Research output: Contribution to Journal/MagazineJournal articlepeer-review

<mark>Journal publication date</mark>10/04/2003
Issue number3-4
Number of pages12
Pages (from-to)135-146
Publication StatusPublished
<mark>Original language</mark>English


Magnetotelluric (MT) geophysical profiling has been applied to the determination of the deep structure of the Longling–Ruili fault (LRF), part of a convergent strike-slip fault system, underneath thick Caenozoic cover in Ruili basin in southwestern Yunnan, China. The recorded MT data have been inverted using a two-dimensional (2-D) nonlinear conjugate gradients scheme with a variety of smooth starting models, and the resulting models show common subsurface conductivity structures that are deemed geological significant.

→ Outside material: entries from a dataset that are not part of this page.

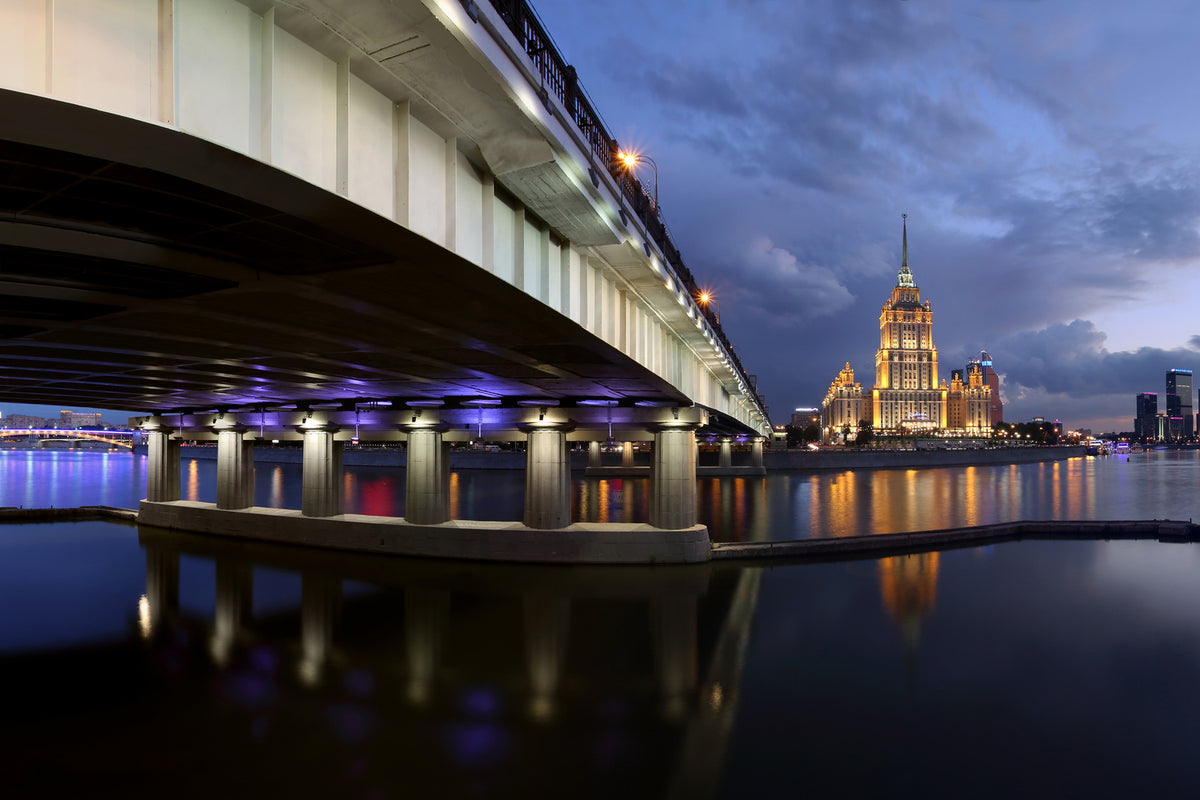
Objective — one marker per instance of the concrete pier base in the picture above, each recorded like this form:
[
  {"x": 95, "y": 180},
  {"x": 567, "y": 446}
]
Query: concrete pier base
[{"x": 486, "y": 541}]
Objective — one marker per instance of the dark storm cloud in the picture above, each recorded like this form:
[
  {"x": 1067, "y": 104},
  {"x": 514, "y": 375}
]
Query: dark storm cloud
[
  {"x": 1049, "y": 170},
  {"x": 1071, "y": 359}
]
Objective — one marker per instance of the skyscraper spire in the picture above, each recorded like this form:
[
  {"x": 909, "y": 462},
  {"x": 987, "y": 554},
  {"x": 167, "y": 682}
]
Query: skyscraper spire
[{"x": 905, "y": 277}]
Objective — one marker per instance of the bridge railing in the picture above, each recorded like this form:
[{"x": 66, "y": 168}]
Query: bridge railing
[{"x": 561, "y": 79}]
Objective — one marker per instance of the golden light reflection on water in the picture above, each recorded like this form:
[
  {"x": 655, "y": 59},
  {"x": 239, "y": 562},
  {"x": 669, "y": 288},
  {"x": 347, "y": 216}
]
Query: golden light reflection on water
[
  {"x": 276, "y": 497},
  {"x": 145, "y": 623},
  {"x": 909, "y": 588},
  {"x": 192, "y": 491}
]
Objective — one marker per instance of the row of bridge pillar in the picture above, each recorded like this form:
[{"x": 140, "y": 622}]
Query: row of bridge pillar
[{"x": 547, "y": 489}]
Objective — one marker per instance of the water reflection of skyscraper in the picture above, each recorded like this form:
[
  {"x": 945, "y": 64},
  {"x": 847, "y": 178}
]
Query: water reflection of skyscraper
[{"x": 909, "y": 584}]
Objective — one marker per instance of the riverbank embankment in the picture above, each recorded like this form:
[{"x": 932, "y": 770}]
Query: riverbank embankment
[
  {"x": 595, "y": 543},
  {"x": 849, "y": 458},
  {"x": 883, "y": 545},
  {"x": 774, "y": 461}
]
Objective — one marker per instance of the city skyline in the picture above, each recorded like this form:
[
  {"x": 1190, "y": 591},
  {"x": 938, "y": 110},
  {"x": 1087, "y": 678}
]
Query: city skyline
[
  {"x": 1051, "y": 179},
  {"x": 1050, "y": 175}
]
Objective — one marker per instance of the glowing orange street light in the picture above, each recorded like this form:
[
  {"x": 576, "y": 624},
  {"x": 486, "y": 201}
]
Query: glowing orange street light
[
  {"x": 631, "y": 160},
  {"x": 705, "y": 299}
]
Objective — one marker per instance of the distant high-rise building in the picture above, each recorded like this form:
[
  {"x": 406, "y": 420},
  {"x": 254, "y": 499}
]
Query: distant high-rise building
[
  {"x": 1179, "y": 402},
  {"x": 1144, "y": 426},
  {"x": 991, "y": 380},
  {"x": 907, "y": 396},
  {"x": 803, "y": 417}
]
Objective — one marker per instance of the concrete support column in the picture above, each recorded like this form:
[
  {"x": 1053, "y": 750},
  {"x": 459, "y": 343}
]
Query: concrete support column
[
  {"x": 547, "y": 477},
  {"x": 673, "y": 479},
  {"x": 427, "y": 477},
  {"x": 162, "y": 467},
  {"x": 322, "y": 492},
  {"x": 235, "y": 470},
  {"x": 756, "y": 452}
]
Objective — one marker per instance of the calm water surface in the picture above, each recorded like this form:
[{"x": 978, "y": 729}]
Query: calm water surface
[
  {"x": 153, "y": 663},
  {"x": 1155, "y": 485}
]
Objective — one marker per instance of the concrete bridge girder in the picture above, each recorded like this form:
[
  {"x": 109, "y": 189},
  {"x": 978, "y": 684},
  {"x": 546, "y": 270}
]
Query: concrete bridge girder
[
  {"x": 456, "y": 425},
  {"x": 479, "y": 166}
]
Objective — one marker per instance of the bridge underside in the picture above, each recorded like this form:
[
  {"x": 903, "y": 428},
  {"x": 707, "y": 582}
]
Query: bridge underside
[{"x": 147, "y": 270}]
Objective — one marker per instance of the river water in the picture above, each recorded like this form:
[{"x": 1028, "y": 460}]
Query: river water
[{"x": 138, "y": 661}]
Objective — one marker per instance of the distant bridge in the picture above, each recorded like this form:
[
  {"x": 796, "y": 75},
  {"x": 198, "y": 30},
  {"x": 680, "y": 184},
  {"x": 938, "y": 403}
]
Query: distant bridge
[
  {"x": 124, "y": 439},
  {"x": 295, "y": 218}
]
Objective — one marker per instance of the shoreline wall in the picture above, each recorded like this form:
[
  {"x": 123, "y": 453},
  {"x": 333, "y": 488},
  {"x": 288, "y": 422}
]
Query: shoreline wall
[
  {"x": 823, "y": 459},
  {"x": 774, "y": 461}
]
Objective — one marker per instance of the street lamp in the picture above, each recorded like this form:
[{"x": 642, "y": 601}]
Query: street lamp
[
  {"x": 705, "y": 299},
  {"x": 631, "y": 160}
]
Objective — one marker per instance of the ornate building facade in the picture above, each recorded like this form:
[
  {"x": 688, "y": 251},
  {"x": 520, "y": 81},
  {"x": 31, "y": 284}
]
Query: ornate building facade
[
  {"x": 845, "y": 403},
  {"x": 969, "y": 404},
  {"x": 907, "y": 395}
]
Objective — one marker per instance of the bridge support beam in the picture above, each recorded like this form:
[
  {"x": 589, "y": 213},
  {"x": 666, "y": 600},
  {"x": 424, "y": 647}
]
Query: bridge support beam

The models show the presence of a conductive (5–60 Ω m) cover sequence that is thickest (1–1.5 km) in the centre of the basin and rapidly pinches out towards the margins. A half-graben structure is interpreted for the Ruili basin. This is underlain by about 7–10 km thick upper crustal layer of high resistivity (>200–4000 Ω m) that is dissected by steep faults, which we interpret to flatten at depth and root into an underlying mid-crustal conductive layer at about 10 km depth. The mid-crustal layer does not appear to have been severely affected by faulting; we interpret it as a zone of partial melt or intracrustal detachment. The MT models suggest SE directed thrusting of basement rocks in the area. The Longling–Ruili fault is interpreted as a NW-dipping feature bounding one of the identified upper crustal fragments underneath Ruili city. We suggest that MT imaging is a potent tool for deep subsurface mapping in this terrain.